We all know that your company’s Experience Modification Rate has a direct impact on your insurance premiums, but there are also several indirect ways that a high EMR can affect your bottom line. First, it’s important to understand exactly where this crucial number comes from.

How Your Experience Modification Rate is Calculated

 
Experience Mod calculations are complicated. Boiled down to the basics, it’s based on workers’ comp claims going back four years. Your actual losses from claims are taken into account, along with expected losses. The type of incident is also considered, along with the amount paid out for each accident.

An EMR of 1.0 is the national average and acts as the baseline. Above a 1, and your workers’ comp insurance premium goes up because you’re deemed riskier than average. Below the average, and you’re rewarded with a lower premium for an above-average safety record.

Essentially, fewer accidents equal a lower insurance premium—but the impact of your EMR doesn’t end there. EMR disclosure is a common part of the bidding process. Increasingly, however, companies won’t even accept bids by contractors with an EMR below a certain threshold, often 1.0.

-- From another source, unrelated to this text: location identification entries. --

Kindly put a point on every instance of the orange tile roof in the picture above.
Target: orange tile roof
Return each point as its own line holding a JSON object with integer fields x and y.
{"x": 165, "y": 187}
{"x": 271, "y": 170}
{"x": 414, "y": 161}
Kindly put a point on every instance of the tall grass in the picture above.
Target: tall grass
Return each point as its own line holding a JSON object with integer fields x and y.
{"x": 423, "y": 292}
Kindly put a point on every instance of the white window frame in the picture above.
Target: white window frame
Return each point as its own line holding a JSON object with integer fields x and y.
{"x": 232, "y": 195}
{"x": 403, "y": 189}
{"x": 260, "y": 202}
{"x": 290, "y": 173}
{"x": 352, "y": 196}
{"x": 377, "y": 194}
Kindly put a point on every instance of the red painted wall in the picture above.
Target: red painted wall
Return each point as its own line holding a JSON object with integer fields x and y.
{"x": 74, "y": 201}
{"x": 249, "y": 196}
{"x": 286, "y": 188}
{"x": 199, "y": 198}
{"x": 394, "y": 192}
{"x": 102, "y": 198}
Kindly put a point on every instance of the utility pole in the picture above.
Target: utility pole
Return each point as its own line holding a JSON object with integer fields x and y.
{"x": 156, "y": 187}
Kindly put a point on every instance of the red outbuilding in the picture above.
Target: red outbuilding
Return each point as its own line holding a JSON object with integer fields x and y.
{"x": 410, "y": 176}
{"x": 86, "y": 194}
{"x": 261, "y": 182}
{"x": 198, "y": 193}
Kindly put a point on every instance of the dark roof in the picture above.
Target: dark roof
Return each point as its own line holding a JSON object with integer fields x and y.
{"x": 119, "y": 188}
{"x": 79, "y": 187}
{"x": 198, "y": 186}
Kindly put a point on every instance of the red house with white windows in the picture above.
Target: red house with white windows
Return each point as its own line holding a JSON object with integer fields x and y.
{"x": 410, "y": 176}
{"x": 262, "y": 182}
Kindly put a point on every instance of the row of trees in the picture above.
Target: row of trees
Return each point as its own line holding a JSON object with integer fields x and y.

In other words, an above-average EMR can completely take you out of the running for a job—before you’ve even had a chance to bid.

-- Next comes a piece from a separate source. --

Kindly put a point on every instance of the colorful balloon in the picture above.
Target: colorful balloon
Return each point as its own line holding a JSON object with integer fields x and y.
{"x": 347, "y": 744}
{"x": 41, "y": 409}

Your EMR is Your Reputation

 
Equally important when it comes to winning jobs and building long-term relationships with clients? Your reputation. Savvy, risk-averse companies want to work with safety-conscious contractors. The stakes are simply too high to do otherwise, from the exorbitant costs of downtime caused by injury to exceeded budgets and overshot deadlines.

Finally, a high EMR sends a strong message to the top-tier talent that companies must compete over. Not only does a weak safety record indicate an unsafe working environment, it speaks to a company’s leadership. On the contrary, a low EMR signifies a company that values and respects its employees, which appeals to skilled contractors and potential clients alike.

High EMR

Companies with low EMRs simply work smarter, safer and more efficiently.

 
While a low EMR may seem elusive, there’s plenty companies can do to achieve a stellar safety record. It all starts with instilling safety into the company culture. A dedicated safety department goes a long way to staying on top of the latest safety requirements, and communicating this crucial information across the company.

Leadership must make safety a top priority and promote it on a daily basis. Starting each day with a safety meeting ensures that every worker has safety at the top of mind before stepping foot on the job. Accountability is also important, along with recognition for an exceptional job that has been completed safely.

Essentially, a high EMR indicates high risk—a red flag in the industry. The hidden costs of a poor safety record can be crippling, right down to lost clients and failure to secure top talent. On the other hand, a lower-than- average EMR is the sign of an industry leader. Beyond lowering insurance costs, it’s simply good business.